I wouldn’t push zoom though. We’re all zoomed out. Who wants to spend any more time on zoom than they have to? But, post-pandemic. I’d think about whether it’s lack of desire, or lack of skills/girls willing to be her friend, in considering what supports she needs.
I feel for you. We have an 8 year old daughter. It is impossible to make new friends while we are distance learning and avoiding human interaction. Her best friends are still her preschool friends. She made no real friend in K and we continued to keep up with preschool friends. She made a best friend in 1st grade, we were so happy! That friend moved to Portland. She made a couple of other decent friends and one moved to Sacramento and the other left for private school. I am sad that our daughter doesn’t have a good friend at school. But, we have worked very hard to keep up the preschool connections so that she continues to have some friends. It’s a little sad but now I try to gauge the likelihood of the family sticking around when I consider making efforts to build friendship. Many of her preschool friends have moved as well — Oregon, so cal, etc. This school year — no new friend. It’s a $!,&@“.’#%*^># year for us all. Chatting on zoom is really boring for young kids. My kid doesn’t participate in these chats either. My kid does like playing games online with a friend while having the zoom screen on the side. Nintendo switch has been fun but we also have played guess who or battle ship online.

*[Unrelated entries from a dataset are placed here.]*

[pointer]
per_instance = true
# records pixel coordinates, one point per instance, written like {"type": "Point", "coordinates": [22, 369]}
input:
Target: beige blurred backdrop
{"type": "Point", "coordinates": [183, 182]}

On the subject of strong personality... our child is vibrant and has strong opinions but is an extrovert who wants playmates. I have noticed a stark difference in my kids who are extroverts v introverts. Perhaps you can check in with your kid and see if she is lonely or wanting friends other than her sibling. She may be content with her social life.

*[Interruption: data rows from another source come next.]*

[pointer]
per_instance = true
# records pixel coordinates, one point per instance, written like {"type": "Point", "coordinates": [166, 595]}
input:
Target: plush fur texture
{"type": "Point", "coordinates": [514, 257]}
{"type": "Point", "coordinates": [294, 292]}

My girls are younger than yours, so I don't have advice as a parent. But as an introverted child of an extroverted mother who often felt like I was disappointing or worrying my mom because I wasn't social enough - I'd recommend you try really hard to be understanding that children can have differing needs for friendship and socializing, and not to allow your daughter to sense your worry about this. You should definitely continue to monitor the situation to see if there are more concerning problems with socialization, but simply the fact that she doesn't have the same number or intensity of friends you had at that age isn't a problem if she doesn't think it's a problem. I'd focus on creating a safe and supportive environment for socializing and friend-making that does encourage her to push outside her comfort zone on occasion -- but too much pressure is not going to help. So follow her cues, especially if she seems otherwise happy -- occasion questions about whether she like you to set up a playdate or if she's like to join a new group are great (and if she has any tendency toward introversion or social anxiety, there may be an opportunity for you to take on some of the "hard" parts of organizing to set her up for success), but don't ask so often that she feels like she's disappointing you every time she says no. And please avoid any language like, "why don't you want to go play with your friends? It would be so much fun!" That may just make her feel like something is wrong with her because she'd rather read or play outside.